Claude Chabrol
22 mars 2010
PV : Claude Chabrol, bonjour. Vous êtes cinéaste, une bonne cinquantaine de films au compteur depuis Le Beau Serge en 1958 ou 1959, Les Cousins, Les Bonnes Femmes, Les Godelureaux, Les Biches, Le Boucher (avec Jean Yanne génial), Les Noces rouges, Violette Nozière (où vous découvrez Isabelle Huppert en 1978), Poulet au vinaigre, Inspecteur Lavardin, Merci pour le chocolat (ce n’est pas moi qui le dis, c’est un titre de film), La fille coupée en deux et L’Enfer (que j’avais adoré, c’est ma touche personnelle comme dans Les Bronzés). Et là, vous revenez mercredi à la télévision sur France 2, dans la série Le siècle de Maupassant. Vous signez une sorte de polar qui n’est pas de Maupassant mais de Gaston Leroux : Le fauteuil hanté. Quelle est l’histoire ?
Le sujet est très simple. À l’Académie française, il y a un fauteuil particulier. Chaque fois qu’un type y fait son discours d’intronisation, il tombe et il meurt. On dit d’abord que le fauteuil est hanté, puis que le fauteuil est maudit. Il y a cette phrase splendide que nous avons reprise dans le téléfilm : « Il semble que le ciel désire que les Académiciens ne soient plus quarante mais trente-neuf » ! (Rires)
Gaston Leroux est l’inventeur de Rouletabille et du Mystère de la chambre jaune ou de Chéri-Bibi, au XIXe siècle.
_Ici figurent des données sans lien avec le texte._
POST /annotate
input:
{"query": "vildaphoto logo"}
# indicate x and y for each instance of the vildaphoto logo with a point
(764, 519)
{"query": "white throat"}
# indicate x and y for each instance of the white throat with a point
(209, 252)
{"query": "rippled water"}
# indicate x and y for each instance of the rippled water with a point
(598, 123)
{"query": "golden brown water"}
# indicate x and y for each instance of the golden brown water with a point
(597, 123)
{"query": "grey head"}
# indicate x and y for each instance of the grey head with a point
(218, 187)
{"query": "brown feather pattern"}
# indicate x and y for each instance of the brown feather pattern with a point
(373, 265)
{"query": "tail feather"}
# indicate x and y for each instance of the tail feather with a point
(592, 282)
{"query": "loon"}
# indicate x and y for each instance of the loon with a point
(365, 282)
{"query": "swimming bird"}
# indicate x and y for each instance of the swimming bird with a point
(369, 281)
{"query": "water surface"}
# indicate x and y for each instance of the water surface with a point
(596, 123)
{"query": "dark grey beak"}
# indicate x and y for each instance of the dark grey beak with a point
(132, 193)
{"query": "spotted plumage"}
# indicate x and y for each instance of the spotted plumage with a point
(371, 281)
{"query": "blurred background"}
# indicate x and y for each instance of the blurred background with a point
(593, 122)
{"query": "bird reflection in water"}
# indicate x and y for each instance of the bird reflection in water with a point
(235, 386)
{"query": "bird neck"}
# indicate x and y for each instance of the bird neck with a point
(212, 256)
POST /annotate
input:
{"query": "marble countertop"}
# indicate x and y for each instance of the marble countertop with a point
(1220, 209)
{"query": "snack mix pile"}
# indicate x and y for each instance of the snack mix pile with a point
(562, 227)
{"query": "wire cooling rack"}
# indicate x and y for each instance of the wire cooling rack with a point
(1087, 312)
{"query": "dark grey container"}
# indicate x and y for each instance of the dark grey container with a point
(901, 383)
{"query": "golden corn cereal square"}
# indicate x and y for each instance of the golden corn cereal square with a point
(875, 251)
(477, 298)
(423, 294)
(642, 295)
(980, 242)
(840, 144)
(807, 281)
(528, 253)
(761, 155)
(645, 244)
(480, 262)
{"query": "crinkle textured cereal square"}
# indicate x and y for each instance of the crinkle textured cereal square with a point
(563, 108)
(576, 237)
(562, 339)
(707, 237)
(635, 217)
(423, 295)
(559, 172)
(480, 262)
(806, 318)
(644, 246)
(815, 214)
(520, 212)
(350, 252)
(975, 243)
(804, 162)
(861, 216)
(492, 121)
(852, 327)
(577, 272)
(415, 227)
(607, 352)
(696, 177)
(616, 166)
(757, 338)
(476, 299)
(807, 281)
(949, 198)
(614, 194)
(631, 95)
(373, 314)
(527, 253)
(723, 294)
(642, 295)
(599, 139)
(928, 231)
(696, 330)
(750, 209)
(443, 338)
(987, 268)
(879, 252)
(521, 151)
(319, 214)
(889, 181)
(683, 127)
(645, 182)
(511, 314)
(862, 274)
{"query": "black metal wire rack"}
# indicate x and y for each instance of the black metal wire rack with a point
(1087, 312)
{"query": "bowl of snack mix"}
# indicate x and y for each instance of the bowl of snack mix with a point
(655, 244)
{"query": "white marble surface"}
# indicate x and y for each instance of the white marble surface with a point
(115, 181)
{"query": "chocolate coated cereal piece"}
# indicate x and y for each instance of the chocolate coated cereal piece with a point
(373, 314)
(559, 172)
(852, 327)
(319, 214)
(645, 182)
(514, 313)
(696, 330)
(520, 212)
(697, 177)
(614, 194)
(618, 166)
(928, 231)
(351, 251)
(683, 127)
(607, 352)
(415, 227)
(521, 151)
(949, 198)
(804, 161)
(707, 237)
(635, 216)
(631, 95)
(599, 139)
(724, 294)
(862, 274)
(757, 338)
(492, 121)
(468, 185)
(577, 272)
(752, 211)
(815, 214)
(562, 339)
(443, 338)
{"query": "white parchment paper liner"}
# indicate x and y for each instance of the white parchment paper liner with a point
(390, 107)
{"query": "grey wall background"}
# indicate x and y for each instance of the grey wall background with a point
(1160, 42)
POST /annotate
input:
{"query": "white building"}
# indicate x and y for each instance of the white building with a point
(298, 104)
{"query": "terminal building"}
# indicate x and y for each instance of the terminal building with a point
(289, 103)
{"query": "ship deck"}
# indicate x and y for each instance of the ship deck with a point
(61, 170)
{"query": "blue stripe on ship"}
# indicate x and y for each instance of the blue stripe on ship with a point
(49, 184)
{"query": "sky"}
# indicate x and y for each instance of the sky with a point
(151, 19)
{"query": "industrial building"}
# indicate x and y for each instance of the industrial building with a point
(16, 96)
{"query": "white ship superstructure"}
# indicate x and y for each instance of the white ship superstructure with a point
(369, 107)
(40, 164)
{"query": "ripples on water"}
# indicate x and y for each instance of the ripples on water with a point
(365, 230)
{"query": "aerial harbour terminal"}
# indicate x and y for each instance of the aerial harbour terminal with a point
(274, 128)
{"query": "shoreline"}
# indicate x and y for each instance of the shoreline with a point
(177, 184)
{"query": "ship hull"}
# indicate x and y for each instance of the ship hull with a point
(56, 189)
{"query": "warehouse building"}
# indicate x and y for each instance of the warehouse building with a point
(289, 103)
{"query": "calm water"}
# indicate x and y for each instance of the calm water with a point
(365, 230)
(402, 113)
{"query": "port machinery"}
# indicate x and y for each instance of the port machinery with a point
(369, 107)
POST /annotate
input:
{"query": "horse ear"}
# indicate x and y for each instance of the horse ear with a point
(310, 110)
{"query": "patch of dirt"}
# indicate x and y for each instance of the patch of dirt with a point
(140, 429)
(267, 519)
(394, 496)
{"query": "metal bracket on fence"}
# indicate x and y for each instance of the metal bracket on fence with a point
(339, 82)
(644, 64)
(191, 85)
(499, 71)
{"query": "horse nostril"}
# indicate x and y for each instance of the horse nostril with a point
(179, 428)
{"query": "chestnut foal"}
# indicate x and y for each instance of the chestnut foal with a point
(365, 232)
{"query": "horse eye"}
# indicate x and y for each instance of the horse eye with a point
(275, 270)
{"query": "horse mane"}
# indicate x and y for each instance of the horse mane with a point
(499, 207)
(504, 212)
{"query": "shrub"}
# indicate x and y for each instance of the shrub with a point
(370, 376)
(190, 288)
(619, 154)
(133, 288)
C’est un siècle j’allais presque dire « à la Chabrol » où on pouvait à la fois avoir un succès populaire et un succès d’estime.
Oui, les choses n’étaient pas tranchées comme elles le sont maintenant. Maintenant, pour avoir un succès populaire, il faut vraiment taper très bas, j’allais dire de plus en plus bas. C’est étrange. On a l’impression que le goût des gens s’est avili au fur et à mesure du temps. Je le regrette beaucoup.
Vous n’avez pas aussi l’impression que cela vient parfois de la presse ? Dès qu’un film a du succès, dès qu’un livre a du succès, il se fait démolir quel que soit l’auteur ?
Il y a cela aussi. Il ne faut pas avoir trop de succès. Mais cela fait longtemps que cet écueil existe. Si on a trop de succès, on est effectivement suspect. Mon truc, c’est de ne pas faire de triomphe, mais d’avoir du succès. Par exemple, je suis très fier de voir dans les statistiques que je suis le metteur en scène français qui a fait le plus grand nombre de films entre 600 000 et 700 000 entrées.
Wow !
Ce n’est pas grand-chose, mais je suis fier de ça, cela prouve qu’il y a le minimum nécessaire pour entretenir la chose.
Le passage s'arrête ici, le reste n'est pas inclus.